胡悅打斷了陸雲滄的話:“即便他是化神期修士又如何,在我們眼中仍舊算不上什麼東西,如果他只是圖謀你手中那把劍,那麼最好的方式便是找個神不知鬼不覺的時機,悄悄殺人奪劍,事後一推二六五來個死不認賬,這纔是上策。”
“可這次他突然散佈流言,而後進攻點雲宗,便凸顯出了他背後必然有其他的動機。司徒曦的行動中,疑點有三:其一,他如果針對點雲宗只是爲了奪劍,那麼你前往蓬萊之時,爲何他不趁機下手,反而按兵不動放你離開?”
“其二,他是如何得知我的身份的。”
胡悅說到這裡,上挑的丹鳳眼微微眯起來,掩住其中冷冽的光芒:“我的真實身份,所知道的人並不多,且都是可靠的人,而他散佈的流言中,竟然把前因後果都描述得清清楚楚,幾乎沒有一絲錯漏,這一點,也是最令我費解的一點。

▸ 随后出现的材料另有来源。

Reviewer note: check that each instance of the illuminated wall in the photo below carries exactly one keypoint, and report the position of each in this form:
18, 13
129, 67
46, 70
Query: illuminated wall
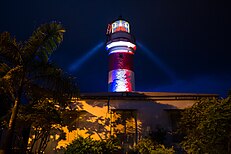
120, 46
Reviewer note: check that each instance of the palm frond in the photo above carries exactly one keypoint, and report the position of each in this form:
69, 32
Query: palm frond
43, 42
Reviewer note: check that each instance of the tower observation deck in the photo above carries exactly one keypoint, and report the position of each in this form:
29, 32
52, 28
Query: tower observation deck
121, 47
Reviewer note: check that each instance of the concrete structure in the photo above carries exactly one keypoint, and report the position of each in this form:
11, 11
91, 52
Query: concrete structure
123, 112
121, 47
129, 116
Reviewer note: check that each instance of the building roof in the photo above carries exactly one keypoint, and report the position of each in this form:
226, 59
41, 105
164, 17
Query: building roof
137, 95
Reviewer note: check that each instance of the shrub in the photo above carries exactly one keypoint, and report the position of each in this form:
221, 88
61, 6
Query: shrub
89, 146
147, 146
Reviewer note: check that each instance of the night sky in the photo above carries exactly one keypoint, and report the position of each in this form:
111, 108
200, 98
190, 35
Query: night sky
184, 45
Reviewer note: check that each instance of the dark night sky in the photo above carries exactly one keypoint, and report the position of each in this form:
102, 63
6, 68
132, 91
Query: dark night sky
189, 40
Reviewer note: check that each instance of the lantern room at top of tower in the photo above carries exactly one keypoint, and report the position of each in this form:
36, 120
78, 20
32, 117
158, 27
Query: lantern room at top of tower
118, 25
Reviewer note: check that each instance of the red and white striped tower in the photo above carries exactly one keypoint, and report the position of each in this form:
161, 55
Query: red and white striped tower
121, 47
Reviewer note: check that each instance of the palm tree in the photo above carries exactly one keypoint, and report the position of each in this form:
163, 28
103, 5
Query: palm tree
26, 71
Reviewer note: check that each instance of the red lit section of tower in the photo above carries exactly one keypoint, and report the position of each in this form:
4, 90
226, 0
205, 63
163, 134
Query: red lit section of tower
121, 47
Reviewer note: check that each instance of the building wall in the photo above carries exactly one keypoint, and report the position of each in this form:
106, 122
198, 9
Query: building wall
140, 116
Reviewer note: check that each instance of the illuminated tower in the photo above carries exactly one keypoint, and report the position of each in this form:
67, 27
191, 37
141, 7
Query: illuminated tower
121, 47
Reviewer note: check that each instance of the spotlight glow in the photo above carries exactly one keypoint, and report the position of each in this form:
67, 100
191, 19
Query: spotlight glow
157, 61
79, 62
121, 43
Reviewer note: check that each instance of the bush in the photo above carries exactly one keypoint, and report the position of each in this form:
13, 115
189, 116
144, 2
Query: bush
147, 146
89, 146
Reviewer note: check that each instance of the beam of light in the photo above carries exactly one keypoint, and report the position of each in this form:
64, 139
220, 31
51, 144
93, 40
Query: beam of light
157, 61
121, 43
79, 62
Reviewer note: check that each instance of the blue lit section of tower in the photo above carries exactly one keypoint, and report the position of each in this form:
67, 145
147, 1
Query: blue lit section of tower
120, 47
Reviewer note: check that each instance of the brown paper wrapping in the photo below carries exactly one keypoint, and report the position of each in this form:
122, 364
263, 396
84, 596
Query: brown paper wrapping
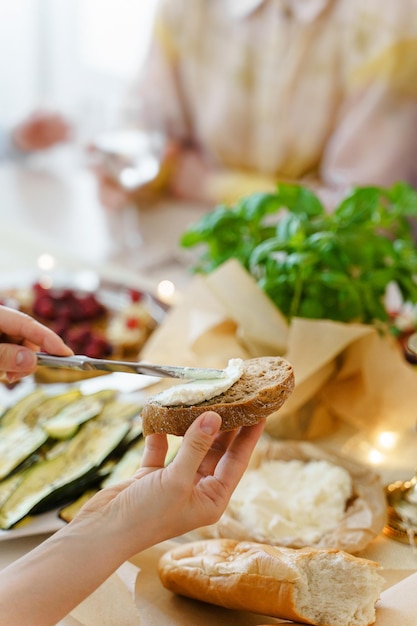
342, 371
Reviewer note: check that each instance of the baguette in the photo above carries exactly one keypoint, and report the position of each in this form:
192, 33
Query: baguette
310, 585
264, 386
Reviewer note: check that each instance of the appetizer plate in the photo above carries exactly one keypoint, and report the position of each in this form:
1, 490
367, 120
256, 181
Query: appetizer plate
130, 388
15, 289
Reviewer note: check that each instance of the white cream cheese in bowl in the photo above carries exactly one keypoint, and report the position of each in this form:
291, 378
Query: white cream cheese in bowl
196, 391
285, 500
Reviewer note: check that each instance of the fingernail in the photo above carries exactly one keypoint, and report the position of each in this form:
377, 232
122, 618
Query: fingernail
210, 424
24, 359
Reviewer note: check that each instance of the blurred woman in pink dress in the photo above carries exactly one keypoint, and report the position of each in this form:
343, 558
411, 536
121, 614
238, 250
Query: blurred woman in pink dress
249, 92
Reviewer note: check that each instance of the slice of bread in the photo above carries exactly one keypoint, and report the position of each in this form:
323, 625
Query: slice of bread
310, 585
264, 386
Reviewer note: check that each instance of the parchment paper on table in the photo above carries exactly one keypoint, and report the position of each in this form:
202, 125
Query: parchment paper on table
348, 371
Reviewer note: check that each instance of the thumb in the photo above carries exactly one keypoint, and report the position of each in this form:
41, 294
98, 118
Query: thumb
197, 442
14, 358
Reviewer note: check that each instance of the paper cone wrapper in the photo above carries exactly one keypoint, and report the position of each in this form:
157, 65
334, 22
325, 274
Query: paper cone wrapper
342, 371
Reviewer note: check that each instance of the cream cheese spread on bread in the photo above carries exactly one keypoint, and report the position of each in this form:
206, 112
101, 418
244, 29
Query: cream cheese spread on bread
197, 391
283, 499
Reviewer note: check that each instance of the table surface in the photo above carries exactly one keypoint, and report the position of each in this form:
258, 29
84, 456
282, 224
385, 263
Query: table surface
51, 207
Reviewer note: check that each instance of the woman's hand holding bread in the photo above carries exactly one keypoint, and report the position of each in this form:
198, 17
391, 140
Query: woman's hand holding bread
156, 504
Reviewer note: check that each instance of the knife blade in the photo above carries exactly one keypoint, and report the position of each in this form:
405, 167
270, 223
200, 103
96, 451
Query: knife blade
88, 364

”
“其三,他攻上點雲宗時,用的那具傀儡我曾詳細查探過,其中的許多材料都不是崑崙境內所有,而他最後祭出的那枚劍令中的劍意,也十分陌生。”
“你是說,司徒曦的一切舉動,是有人背後操控?”
玉斂香沉吟了一會兒:“而且他背後之人,還不是崑崙境內的修士。”
“就目前我們能知道的線索,也只能大致推測出這些,大師兄現在已經隻身趕往南崑崙調查。”
胡悅頷
首道:“我已經傳訊於小師妹,叫她即刻趕回點雲宗,待她回來後,宗內有你與她駐守,我便可以放心了。”
“怎麼,你要離開?”
玉斂香馬上意識到胡悅話中內含之意:“不行,你身上這個情況大師兄早就跟我詳細說過,你還是給我安分點。”
“金宇門這次雖被打退,但是流言造成的影響仍在,我不能在這風口浪尖上繼續留在此處,這樣只會叫點雲宗萬劫不復。”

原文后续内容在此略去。